Kitre ebru yapımında kullanılan, suyun belli bir yoğunlukta olması için suya karıştırılan maddelerden biridir. Ünlü Ebrucu Sacid Okyay ebru yapımında en iyi sonucu salebin verdiğini ancak kitrenin daha ucuz olması sebebi ile kitre kullandığından bahseder.

Deniz kadayıfı

Kitrenin hazır hale gelmesi yaklaşık 5-6 gün gerektiği için deniz kadayıfı denilen deniz yosunu kullanılabilir. Hazır toz halde satılır. 50 g toza 5 l saf su ilave edilerek topaklanma olmamasına dikkat edilerek mikserle veya kaşık ile karıştırılır. Bir saat içinde hava kabarcıkları yüzeye çıkıp patlayana kadar karıştırılır. Ve kullanıma hazır hale gelir.

At kılı ve Gül Dalı

Fırça yapımında kullanılan at kılları tercihen yaşlı atların kuyruklarından elde edilir. Yele kılları da kullanılmaktadır, ancak bu tür fırçalar kuyruk kılından yapılanlar kadar düzgün olmamaktadır. At kılı tercih edilmesinin nedenleri gözenekleri nedeniyle boyaların fırçadan bir vuruşta dökülmemesidir. Böylece tüm yüzeye eşit büyüklükte ve miktarda boya dökülebilir ve tabanı oluşturur.

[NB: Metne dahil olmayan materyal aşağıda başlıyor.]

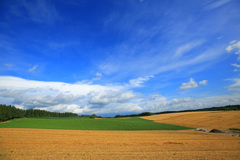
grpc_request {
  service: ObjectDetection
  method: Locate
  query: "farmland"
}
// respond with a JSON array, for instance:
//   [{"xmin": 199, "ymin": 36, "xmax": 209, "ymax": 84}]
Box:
[
  {"xmin": 0, "ymin": 111, "xmax": 240, "ymax": 160},
  {"xmin": 0, "ymin": 118, "xmax": 191, "ymax": 130},
  {"xmin": 0, "ymin": 128, "xmax": 240, "ymax": 160},
  {"xmin": 142, "ymin": 111, "xmax": 240, "ymax": 129}
]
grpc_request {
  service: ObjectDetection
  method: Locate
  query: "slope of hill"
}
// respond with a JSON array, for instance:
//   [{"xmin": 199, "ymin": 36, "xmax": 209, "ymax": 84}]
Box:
[{"xmin": 142, "ymin": 111, "xmax": 240, "ymax": 129}]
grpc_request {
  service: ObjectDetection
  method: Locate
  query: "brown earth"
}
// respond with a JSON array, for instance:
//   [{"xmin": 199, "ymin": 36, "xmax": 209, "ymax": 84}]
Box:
[
  {"xmin": 142, "ymin": 111, "xmax": 240, "ymax": 129},
  {"xmin": 0, "ymin": 128, "xmax": 240, "ymax": 160}
]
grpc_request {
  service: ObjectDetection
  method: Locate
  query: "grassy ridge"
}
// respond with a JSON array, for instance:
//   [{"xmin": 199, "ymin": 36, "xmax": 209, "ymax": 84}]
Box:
[{"xmin": 0, "ymin": 118, "xmax": 191, "ymax": 130}]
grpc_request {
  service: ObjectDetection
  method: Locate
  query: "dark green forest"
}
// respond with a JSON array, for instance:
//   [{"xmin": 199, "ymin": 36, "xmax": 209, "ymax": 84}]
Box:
[
  {"xmin": 114, "ymin": 105, "xmax": 240, "ymax": 118},
  {"xmin": 0, "ymin": 104, "xmax": 78, "ymax": 122}
]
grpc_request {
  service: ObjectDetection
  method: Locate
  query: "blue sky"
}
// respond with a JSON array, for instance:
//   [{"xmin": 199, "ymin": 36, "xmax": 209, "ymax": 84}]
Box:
[{"xmin": 0, "ymin": 0, "xmax": 240, "ymax": 116}]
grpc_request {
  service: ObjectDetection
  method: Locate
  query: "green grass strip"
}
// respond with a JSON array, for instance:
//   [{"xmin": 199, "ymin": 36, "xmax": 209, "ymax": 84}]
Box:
[{"xmin": 0, "ymin": 118, "xmax": 192, "ymax": 131}]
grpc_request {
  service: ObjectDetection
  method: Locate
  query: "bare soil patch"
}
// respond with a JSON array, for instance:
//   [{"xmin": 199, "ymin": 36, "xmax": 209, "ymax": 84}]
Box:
[
  {"xmin": 0, "ymin": 128, "xmax": 240, "ymax": 160},
  {"xmin": 142, "ymin": 111, "xmax": 240, "ymax": 130}
]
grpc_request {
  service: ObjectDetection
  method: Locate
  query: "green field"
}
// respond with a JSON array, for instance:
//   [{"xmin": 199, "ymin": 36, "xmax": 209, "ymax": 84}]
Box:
[{"xmin": 0, "ymin": 118, "xmax": 191, "ymax": 131}]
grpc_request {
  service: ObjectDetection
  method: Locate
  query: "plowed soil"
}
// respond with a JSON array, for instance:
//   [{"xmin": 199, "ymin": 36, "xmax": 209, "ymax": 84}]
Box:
[
  {"xmin": 142, "ymin": 111, "xmax": 240, "ymax": 129},
  {"xmin": 0, "ymin": 128, "xmax": 240, "ymax": 160}
]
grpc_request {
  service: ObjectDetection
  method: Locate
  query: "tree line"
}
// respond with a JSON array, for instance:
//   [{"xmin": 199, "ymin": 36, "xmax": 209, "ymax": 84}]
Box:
[
  {"xmin": 114, "ymin": 105, "xmax": 240, "ymax": 118},
  {"xmin": 0, "ymin": 104, "xmax": 78, "ymax": 122}
]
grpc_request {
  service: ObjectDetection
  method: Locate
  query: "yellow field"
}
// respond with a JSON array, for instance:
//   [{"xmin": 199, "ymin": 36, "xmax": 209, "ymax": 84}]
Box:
[
  {"xmin": 0, "ymin": 128, "xmax": 240, "ymax": 160},
  {"xmin": 142, "ymin": 111, "xmax": 240, "ymax": 129},
  {"xmin": 0, "ymin": 111, "xmax": 240, "ymax": 160}
]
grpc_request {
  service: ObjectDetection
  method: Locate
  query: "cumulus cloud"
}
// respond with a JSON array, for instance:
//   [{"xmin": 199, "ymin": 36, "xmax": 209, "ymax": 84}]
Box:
[
  {"xmin": 199, "ymin": 80, "xmax": 208, "ymax": 85},
  {"xmin": 179, "ymin": 78, "xmax": 198, "ymax": 90},
  {"xmin": 88, "ymin": 90, "xmax": 138, "ymax": 105},
  {"xmin": 28, "ymin": 65, "xmax": 37, "ymax": 72},
  {"xmin": 93, "ymin": 73, "xmax": 102, "ymax": 81},
  {"xmin": 226, "ymin": 40, "xmax": 240, "ymax": 60},
  {"xmin": 206, "ymin": 0, "xmax": 230, "ymax": 10},
  {"xmin": 126, "ymin": 76, "xmax": 154, "ymax": 87},
  {"xmin": 4, "ymin": 64, "xmax": 15, "ymax": 67},
  {"xmin": 227, "ymin": 78, "xmax": 240, "ymax": 91},
  {"xmin": 232, "ymin": 64, "xmax": 240, "ymax": 68},
  {"xmin": 0, "ymin": 76, "xmax": 134, "ymax": 113}
]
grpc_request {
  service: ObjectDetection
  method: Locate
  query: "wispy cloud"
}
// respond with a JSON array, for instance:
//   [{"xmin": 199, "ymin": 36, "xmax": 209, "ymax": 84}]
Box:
[
  {"xmin": 173, "ymin": 40, "xmax": 203, "ymax": 58},
  {"xmin": 226, "ymin": 78, "xmax": 240, "ymax": 92},
  {"xmin": 9, "ymin": 0, "xmax": 60, "ymax": 24},
  {"xmin": 206, "ymin": 0, "xmax": 231, "ymax": 10},
  {"xmin": 126, "ymin": 76, "xmax": 154, "ymax": 88}
]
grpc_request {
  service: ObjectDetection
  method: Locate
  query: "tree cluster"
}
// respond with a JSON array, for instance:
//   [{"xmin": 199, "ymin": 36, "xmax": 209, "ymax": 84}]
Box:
[
  {"xmin": 23, "ymin": 109, "xmax": 78, "ymax": 118},
  {"xmin": 0, "ymin": 104, "xmax": 23, "ymax": 122},
  {"xmin": 114, "ymin": 112, "xmax": 153, "ymax": 118},
  {"xmin": 0, "ymin": 104, "xmax": 78, "ymax": 122}
]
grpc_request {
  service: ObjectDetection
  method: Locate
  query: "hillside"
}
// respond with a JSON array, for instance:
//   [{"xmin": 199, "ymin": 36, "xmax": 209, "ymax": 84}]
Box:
[{"xmin": 142, "ymin": 111, "xmax": 240, "ymax": 129}]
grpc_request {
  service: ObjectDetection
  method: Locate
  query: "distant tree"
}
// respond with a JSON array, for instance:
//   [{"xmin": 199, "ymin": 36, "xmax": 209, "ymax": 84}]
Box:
[
  {"xmin": 114, "ymin": 114, "xmax": 121, "ymax": 118},
  {"xmin": 91, "ymin": 114, "xmax": 97, "ymax": 119}
]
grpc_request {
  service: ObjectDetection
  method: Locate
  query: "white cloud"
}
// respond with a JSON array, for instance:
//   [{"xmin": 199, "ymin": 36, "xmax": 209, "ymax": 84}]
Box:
[
  {"xmin": 232, "ymin": 64, "xmax": 240, "ymax": 68},
  {"xmin": 126, "ymin": 76, "xmax": 154, "ymax": 87},
  {"xmin": 0, "ymin": 76, "xmax": 139, "ymax": 114},
  {"xmin": 199, "ymin": 80, "xmax": 208, "ymax": 85},
  {"xmin": 226, "ymin": 40, "xmax": 240, "ymax": 60},
  {"xmin": 92, "ymin": 73, "xmax": 102, "ymax": 81},
  {"xmin": 179, "ymin": 78, "xmax": 198, "ymax": 90},
  {"xmin": 226, "ymin": 78, "xmax": 240, "ymax": 91},
  {"xmin": 206, "ymin": 0, "xmax": 230, "ymax": 10},
  {"xmin": 4, "ymin": 64, "xmax": 15, "ymax": 67},
  {"xmin": 28, "ymin": 65, "xmax": 37, "ymax": 72},
  {"xmin": 173, "ymin": 40, "xmax": 203, "ymax": 58},
  {"xmin": 88, "ymin": 90, "xmax": 138, "ymax": 105}
]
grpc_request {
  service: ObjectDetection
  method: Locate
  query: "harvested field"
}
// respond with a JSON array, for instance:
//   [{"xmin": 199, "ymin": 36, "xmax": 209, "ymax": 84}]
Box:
[
  {"xmin": 142, "ymin": 111, "xmax": 240, "ymax": 129},
  {"xmin": 0, "ymin": 128, "xmax": 240, "ymax": 160}
]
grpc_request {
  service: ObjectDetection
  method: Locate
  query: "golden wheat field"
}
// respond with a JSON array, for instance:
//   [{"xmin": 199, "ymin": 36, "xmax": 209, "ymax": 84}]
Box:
[
  {"xmin": 0, "ymin": 112, "xmax": 240, "ymax": 160},
  {"xmin": 142, "ymin": 111, "xmax": 240, "ymax": 129}
]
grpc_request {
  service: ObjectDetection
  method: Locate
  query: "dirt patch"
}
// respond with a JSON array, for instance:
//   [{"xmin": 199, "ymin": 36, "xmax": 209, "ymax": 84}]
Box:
[
  {"xmin": 0, "ymin": 128, "xmax": 240, "ymax": 160},
  {"xmin": 0, "ymin": 121, "xmax": 10, "ymax": 123},
  {"xmin": 142, "ymin": 111, "xmax": 240, "ymax": 130}
]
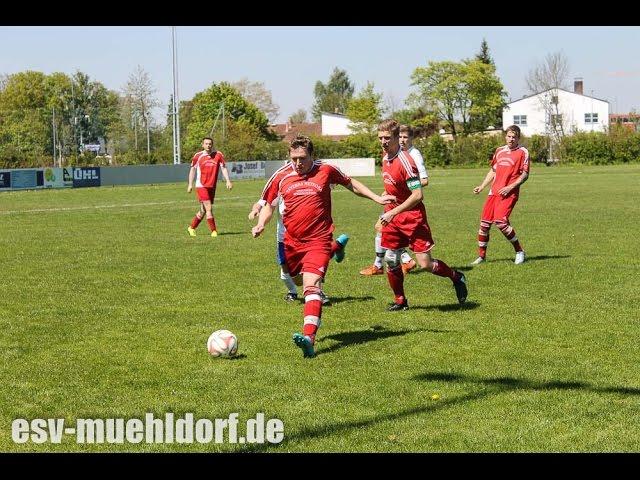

Fırçada gül dalı kullanılması; gül dalının esnek olması, kolay küf tutmaması nedeniyledir.

Ebru çeşitleri

Battal ebru

İki veya üç renk boyanın fırçayla damlalar halinde su yüzeyine serpilmesinden sonra hiçbir ek müdahelede bulunmaksızın kağıda geçirilmesi yoluyla olur. Tüm ebru çeşitlerinin yapımına önce battal ebru yapılarak başlanır.

Gelgit ebru

Battal ebrudan sonra biz yardımıyla tekne yüzeyinde eşit aralıklı, teknenin kenarlarına paralel zıt yönde çizgiler oluşturulur.

Bülbül yuvası

Helezonik yuvarlaklar oluşturacak biçimlerin tekne yüzeyinde eşit büyüklüklerle sıralanması yoluyla oluşturulur.

Şal ebrusu

Uçları kıvrımlı s harfine benzer kıvrımlı şekiller oluşturularak yapılır.

Taraklı ebru

Ebru tarağı adı verilen bir araçla gelgit ebru üzerinde oluşturulan bir çeşittir.

Hatip ebrusu

Pastel renkli bir şal ya da taraklı ebru zemin üzerine çiçek, çarkıfelek ya da yıldız benzeri şekiller oluşturularak yapılır.

Çiçek ebrusu

Pastel renkli bir şal ya da taraklı ebru zemin üzerine karanfil, papatya, gül, sümbül, gelincik gibi çiçek figürlerinin stilize edilerek kendilerine özgü tekniklerle yapılmasıyla elde edilir.

Türkiye’de Çağdaş Ebru Sanatı Yorumları

Çağdaş dönemde klasik ebru tekniklerinden yola çıkarak, farklı malzemeler ya da yeni formların eklenmesiyle kitreli su yüzeyinde yapılan bir çeşit figüratif baskı resim tarzı oluşmuştur. Bu tür çalışmaları yapan sanatçılar arasında Hikmet Barutçugil, Timuçin Tanarslan, Fuat Başar, Nedim Sönmez, Sevim Sağdıç, Nusret Hepgül, Ahmet Çoktan, Feridun Özgören, T. Alparslan Babaoğlu sayılabilir.